QbD Approach in the Formulation and Evaluation of Miconazole Nitrate Loaded Ethosomal Cream-o-gel

Abstract

The present study aims to prepare Miconazole Nitrate loaded Ethosomes using QbD principle and formulating them as a suitable dermatological cream-o-gel for enhanced antifungal activity, skin permeation and bioavailability in the treatment of Candidiasis. Central composite 32 factorial design was used for investigating the effects of two variables, concentration of soya lecithin (X1) and ethanol (X2) on the responses of particle size and % entrapment efficiency (% EE) which were taken as critical quality attributes (CQAs). Optimization with response surface method clarified the relationship between X1, X2 and CQAs, and design space was established based on the constraints set on the responses. The optimized batch with concentration of soya lecithin 2gm and ethanol 30ml was subjected to ultrasonication using Probe Sonicator to form nanoparticulate ethosomal dispersion.
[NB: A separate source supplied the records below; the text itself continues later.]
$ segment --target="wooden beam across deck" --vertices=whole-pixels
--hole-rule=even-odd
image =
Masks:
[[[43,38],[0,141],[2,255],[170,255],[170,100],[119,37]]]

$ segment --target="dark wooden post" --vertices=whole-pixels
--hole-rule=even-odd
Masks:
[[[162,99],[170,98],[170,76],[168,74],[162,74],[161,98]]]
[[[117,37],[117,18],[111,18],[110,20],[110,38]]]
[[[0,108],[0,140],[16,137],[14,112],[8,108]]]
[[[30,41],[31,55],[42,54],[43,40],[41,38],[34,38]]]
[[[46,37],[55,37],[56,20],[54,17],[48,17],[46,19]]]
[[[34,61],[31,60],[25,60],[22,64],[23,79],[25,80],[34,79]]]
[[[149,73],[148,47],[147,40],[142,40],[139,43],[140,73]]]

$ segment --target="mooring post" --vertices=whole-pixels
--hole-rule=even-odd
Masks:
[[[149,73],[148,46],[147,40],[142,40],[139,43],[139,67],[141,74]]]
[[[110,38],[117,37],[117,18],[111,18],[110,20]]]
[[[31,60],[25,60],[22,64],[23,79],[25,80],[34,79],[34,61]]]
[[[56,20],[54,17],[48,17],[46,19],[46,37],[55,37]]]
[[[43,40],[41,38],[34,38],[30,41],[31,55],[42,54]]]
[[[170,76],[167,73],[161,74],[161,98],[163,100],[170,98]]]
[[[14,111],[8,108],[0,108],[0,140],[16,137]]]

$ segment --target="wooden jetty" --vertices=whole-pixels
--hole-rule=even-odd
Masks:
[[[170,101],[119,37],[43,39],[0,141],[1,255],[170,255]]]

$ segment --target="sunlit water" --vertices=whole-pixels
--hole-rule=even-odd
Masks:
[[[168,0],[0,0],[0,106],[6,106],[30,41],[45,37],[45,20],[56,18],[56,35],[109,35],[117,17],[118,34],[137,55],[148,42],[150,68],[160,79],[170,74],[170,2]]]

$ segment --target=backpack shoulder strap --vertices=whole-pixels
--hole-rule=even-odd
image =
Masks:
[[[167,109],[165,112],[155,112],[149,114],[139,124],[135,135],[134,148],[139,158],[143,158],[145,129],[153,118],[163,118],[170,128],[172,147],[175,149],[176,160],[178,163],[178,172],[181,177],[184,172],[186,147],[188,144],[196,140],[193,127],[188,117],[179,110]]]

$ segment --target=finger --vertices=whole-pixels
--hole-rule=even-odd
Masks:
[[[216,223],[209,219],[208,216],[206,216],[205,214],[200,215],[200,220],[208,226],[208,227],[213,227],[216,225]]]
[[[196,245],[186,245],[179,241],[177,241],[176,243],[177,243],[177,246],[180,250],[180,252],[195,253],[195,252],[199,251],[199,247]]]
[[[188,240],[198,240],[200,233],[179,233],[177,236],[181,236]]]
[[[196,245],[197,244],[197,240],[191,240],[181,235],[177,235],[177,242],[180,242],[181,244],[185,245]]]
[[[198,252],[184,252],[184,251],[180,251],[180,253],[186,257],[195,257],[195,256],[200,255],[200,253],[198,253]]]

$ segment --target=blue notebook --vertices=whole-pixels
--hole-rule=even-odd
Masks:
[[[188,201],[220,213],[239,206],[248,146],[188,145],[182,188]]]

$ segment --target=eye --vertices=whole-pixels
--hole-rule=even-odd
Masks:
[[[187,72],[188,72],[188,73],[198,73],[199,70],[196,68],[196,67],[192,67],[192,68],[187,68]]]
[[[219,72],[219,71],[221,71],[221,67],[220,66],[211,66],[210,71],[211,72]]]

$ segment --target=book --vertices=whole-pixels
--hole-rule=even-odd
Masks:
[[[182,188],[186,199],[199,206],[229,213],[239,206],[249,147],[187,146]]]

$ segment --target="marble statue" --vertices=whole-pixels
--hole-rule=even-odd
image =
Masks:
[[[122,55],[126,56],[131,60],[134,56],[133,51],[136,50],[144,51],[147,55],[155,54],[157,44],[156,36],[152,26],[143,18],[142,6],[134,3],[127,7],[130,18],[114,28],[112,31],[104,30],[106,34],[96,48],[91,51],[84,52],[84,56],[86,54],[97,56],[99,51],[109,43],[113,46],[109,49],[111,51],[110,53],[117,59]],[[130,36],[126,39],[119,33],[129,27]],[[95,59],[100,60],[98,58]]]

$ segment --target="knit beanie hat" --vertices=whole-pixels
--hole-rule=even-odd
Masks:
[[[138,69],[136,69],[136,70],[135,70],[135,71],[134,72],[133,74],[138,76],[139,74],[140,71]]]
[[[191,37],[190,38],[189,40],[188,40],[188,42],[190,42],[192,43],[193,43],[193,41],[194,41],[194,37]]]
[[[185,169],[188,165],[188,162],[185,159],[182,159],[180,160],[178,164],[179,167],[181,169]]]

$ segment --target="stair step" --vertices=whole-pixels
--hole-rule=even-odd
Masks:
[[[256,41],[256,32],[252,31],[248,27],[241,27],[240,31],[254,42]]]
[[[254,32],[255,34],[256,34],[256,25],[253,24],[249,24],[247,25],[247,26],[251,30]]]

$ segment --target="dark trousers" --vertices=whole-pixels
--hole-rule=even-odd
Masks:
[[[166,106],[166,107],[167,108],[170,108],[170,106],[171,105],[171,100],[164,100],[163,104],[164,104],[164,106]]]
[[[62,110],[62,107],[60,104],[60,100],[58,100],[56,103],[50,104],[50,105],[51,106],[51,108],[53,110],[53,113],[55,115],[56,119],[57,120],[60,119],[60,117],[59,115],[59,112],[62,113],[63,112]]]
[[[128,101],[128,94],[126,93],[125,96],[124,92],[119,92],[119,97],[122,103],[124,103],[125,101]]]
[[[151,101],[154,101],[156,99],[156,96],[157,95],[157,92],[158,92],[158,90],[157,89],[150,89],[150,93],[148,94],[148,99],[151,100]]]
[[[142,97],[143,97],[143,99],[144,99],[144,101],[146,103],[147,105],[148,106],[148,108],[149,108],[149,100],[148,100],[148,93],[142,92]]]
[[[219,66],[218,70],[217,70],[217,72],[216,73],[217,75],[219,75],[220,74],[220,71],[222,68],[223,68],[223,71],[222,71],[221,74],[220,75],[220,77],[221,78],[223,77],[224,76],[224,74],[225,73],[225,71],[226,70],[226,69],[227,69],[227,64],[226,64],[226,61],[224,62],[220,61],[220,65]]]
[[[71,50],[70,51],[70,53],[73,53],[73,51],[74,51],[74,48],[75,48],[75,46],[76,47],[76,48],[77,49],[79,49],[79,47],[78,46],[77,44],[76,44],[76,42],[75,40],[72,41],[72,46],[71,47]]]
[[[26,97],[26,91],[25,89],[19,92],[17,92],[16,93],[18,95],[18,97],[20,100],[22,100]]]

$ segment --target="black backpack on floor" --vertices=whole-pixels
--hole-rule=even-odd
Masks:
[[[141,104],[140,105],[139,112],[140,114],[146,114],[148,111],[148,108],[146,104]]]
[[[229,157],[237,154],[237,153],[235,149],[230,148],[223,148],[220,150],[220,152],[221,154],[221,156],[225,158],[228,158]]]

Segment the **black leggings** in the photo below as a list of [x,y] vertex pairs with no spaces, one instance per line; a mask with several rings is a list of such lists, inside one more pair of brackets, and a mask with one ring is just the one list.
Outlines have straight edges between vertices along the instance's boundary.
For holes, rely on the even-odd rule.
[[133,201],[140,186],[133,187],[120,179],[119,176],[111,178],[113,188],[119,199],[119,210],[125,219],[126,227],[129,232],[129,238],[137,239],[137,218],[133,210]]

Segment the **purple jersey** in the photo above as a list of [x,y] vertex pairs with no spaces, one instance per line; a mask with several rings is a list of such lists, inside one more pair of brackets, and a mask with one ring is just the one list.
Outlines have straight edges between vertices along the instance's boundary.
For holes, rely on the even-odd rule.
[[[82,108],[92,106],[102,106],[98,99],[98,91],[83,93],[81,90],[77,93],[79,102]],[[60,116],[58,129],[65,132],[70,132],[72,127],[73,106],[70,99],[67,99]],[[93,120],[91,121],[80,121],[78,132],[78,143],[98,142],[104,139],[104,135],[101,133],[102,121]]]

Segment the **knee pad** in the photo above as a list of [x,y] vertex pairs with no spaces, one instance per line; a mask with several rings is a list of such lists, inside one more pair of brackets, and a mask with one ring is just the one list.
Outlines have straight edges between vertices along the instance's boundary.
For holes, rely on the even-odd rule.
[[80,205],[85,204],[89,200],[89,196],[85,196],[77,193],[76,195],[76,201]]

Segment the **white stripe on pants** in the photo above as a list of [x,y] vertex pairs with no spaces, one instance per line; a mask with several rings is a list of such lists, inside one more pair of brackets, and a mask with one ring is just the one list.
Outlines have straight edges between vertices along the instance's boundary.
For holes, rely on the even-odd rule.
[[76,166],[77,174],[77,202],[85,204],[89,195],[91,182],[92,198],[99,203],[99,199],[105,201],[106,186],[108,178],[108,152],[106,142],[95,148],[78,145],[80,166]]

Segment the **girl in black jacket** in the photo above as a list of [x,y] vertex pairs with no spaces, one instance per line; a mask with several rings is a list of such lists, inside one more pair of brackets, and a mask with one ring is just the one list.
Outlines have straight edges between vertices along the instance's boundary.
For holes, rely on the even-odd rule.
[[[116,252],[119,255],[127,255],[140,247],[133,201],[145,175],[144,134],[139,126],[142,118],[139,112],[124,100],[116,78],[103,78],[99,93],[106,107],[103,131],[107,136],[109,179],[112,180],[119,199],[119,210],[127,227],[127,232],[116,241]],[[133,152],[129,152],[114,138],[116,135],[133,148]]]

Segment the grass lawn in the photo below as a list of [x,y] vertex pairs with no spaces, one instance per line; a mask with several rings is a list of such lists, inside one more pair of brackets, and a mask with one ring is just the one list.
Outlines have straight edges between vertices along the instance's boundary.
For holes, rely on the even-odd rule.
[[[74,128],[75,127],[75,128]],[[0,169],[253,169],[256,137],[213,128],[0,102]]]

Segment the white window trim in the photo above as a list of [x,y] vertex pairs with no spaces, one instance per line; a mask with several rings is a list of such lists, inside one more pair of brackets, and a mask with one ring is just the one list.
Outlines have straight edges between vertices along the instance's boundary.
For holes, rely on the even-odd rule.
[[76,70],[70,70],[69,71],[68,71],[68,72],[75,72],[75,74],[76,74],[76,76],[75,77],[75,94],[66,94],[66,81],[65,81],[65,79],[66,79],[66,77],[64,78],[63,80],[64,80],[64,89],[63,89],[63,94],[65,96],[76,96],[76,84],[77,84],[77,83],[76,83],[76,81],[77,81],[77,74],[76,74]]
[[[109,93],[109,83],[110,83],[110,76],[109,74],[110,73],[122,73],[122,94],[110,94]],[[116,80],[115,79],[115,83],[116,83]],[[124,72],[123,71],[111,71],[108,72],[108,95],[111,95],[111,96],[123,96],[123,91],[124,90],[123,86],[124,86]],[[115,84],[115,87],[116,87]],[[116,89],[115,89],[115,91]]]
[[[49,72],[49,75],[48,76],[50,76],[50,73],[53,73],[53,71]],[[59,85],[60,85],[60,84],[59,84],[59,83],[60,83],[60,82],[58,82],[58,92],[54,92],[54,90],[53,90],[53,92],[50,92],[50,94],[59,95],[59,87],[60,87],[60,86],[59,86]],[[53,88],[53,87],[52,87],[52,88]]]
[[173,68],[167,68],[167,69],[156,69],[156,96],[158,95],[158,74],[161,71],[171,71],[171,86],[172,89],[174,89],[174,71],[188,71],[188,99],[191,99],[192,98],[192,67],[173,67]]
This Ethosomal vesicles showed a mean particle size of 63.78 nm, zeta potential -41.2 mV and %EE 81.54%. SEM studies revealed 3-Dimensional nature of Ethosomes with smooth surface. DSC, results exhibited entrapment of Miconazole Nitrate in Ethosomes. Ethosomes were loaded into cream-o-gel (CG1-CG5) using
concentration 2.5%, 3%, 3.5%, 4%, 4.5% w/v of polymer Simulgel INS 100. CG3 formulation showed enhanced % cumulative drug release (67.95±0.25%) in comparison to plain drug cream-o-gel (35.91±0.47%) after 6 hrs. Texture analysis results showed the formulation to be less sticky and having good spread ability. It showed potential antifungal activity against Calbicans in comparison to marketed cream and did not cause any skin irritation on healthy wistar rats. Results suggested ethosomes asefficient carriers for Miconazole Nitrate topical delivery.